Isn’t “rescue” just a new word for adopting a dog, or as the older way of saying it was, went to the pound to find a dog, or I got him at the pound?
Yep. A lot of ‘rescues’ even import dogs from other regions to keep themselves in business.
I’ve also noted a tendency for people who work at rescues or are adoptive customers of rescues to build speculative fantasies around various animals with unknown histories, often proclaiming that the animals “must” have been or were abused until they “saved” it. They are either doing this to get attention and status for themselves or doing it because it makes an animal more adoptable if everyone feels sorry for it.
While there is certainly no shortage of real abuse cases, this tendency of caretakers to just imagine what horrors the animal went through and assert they are fact is very off-putting. Trying to explain every quirky or abnormal behavior as always originating in abuse by a human when it can have many other possible innocent causes or even nonhuman related causes is dishonest. They just can’t admit that they don’t know.
You can see a similar behavior among people studying their genealogy- sometimes you see them desperately clinging to fake histories or see them find an ancestor of persecuted minority descent and spontaneously they become “victims,” too.
Yeah, I don’t know why the term “rescue dog” came to replace “shelter dog”, which is the term I use.

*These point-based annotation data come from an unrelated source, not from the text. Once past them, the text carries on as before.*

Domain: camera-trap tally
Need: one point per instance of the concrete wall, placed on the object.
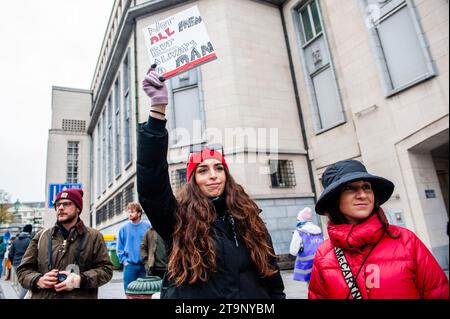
(379, 130)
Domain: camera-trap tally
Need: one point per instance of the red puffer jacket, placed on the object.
(397, 268)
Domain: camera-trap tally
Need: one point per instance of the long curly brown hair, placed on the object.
(193, 255)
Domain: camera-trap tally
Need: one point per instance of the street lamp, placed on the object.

It depends on the animal and the situation they come from. Our first dog was a rescue. His male owner beat him and kicked him down a flight of stairs requiring him to have a pin in his leg. The wife gave the dog to a friend of my wife's and we ended up with him. Best dog I ever owned. Two years later we rescued a mix dog from a house that had no less than 40 animals living in deplorable conditions.
When the first dog passed we got another from the pound she was not a rescue, just an adoption. He had been surrendered to a pound due to allergies. She had a congenital heart condition and passed away in her sleep from a heart attack. 6 months later a woman from Church had to move into an apartment that didn't allow dogs so my wife brought home Cassie. Not a rescue.
The second dog we rescued (the mix) if now 14 years old. I wanted another female for her to train, so we went to the rescue sites. Long story short my wife fell in love with two male litter mates that were in a kill shelter. Instead of one small/ medium female. we ended up with two larger males that were literally two days from being put down. They have no puppy manner since they were separated from their mother at age 3 weeks but are responding well to obedience training and are eager to please.
This is just my opinion based on what I have seen over 15 years.